The same home, or more, for less: While many homeowners may struggle with the moral dilemma of not paying their debt, walking away from your mortgage is a business decision. Whether you decide to walk away from your mortgage or refinance your mortgage, the ultimate goal is to significantly change your financial situation. According to the Wall Street Journal, some borrowers have successfully been able to walk away from underwater homes and rent similar properties in the same area for half the cost of their mortgage. The decision to walk away is all that much easier when you can keep your surroundings, lifestyles and neighborhoods intact and find a house that meets all of your needs for far less money each month.
Two reasons borrowers shouldn’t walk away
You’ll kill your credit: Walking away from your mortgage is one of the quickest and easiest ways to kill your credit score. Money Magazine says a borrower with a credit score of 780 who decides to walk away will see their score drop by up to 150 points. Given the widespread use of credit scores today, a drop in your credit score could prevent you from getting a new job, renting an apartment and will increase your interest costs now and well into the future.
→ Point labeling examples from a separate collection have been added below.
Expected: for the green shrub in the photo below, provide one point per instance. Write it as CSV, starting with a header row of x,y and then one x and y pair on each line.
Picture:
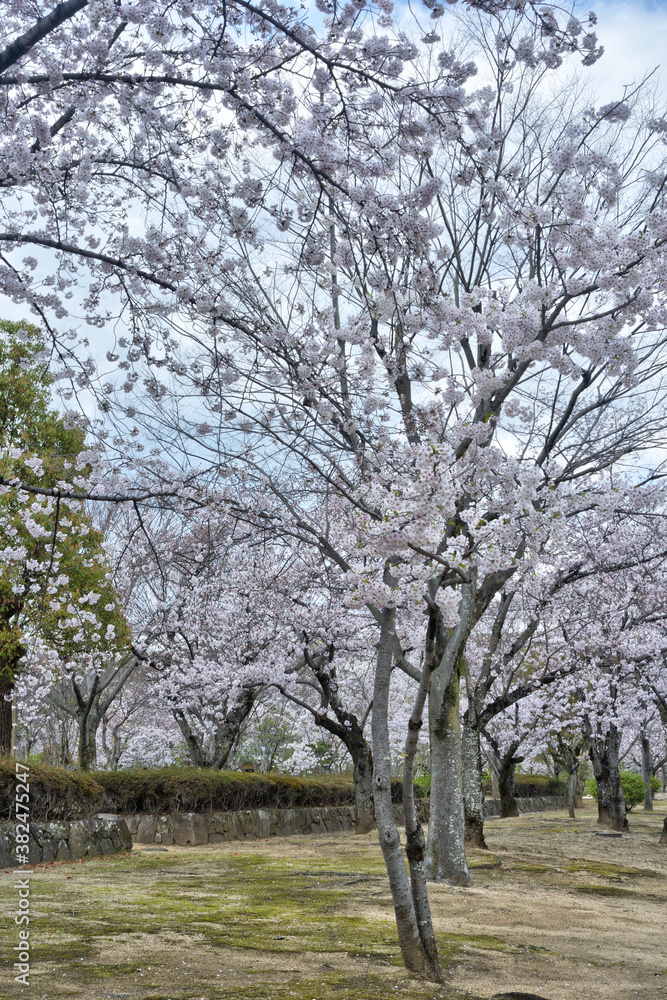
x,y
172,789
54,793
532,785
634,788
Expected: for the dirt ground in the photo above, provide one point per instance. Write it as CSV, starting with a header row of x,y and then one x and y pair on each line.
x,y
555,910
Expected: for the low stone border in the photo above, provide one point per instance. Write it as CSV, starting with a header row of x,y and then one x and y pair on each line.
x,y
67,841
188,829
536,804
108,833
192,829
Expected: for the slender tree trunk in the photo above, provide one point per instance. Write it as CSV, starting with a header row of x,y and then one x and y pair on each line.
x,y
6,690
191,741
647,772
506,774
414,950
473,781
494,770
604,757
88,724
445,853
415,846
572,789
363,787
228,731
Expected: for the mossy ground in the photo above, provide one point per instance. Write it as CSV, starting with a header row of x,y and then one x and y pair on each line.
x,y
311,919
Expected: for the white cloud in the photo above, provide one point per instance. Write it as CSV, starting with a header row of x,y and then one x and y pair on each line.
x,y
634,36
You can’t own again for years: Strategic or not, if you default on your mortgage it will take years before you can get another mortgage. Foreclosed borrowers can expect to wait anywhere between two and five years before they are eligible to get a new mortgage. Borrowers who voluntarily walk away may have to wait twice as long. Fannie Mae recently announced their plans to lock strategic defaulters out of new loans for seven years! However, in an attempt to encourage borrowers to work with their lenders to produce less-costly outcomes, as of July 1, 2010, Fannie Mae cut in half the amount of time short sellers have to wait to become owners again. Borrowers who sell their homes via a short sale will only have to wait two years.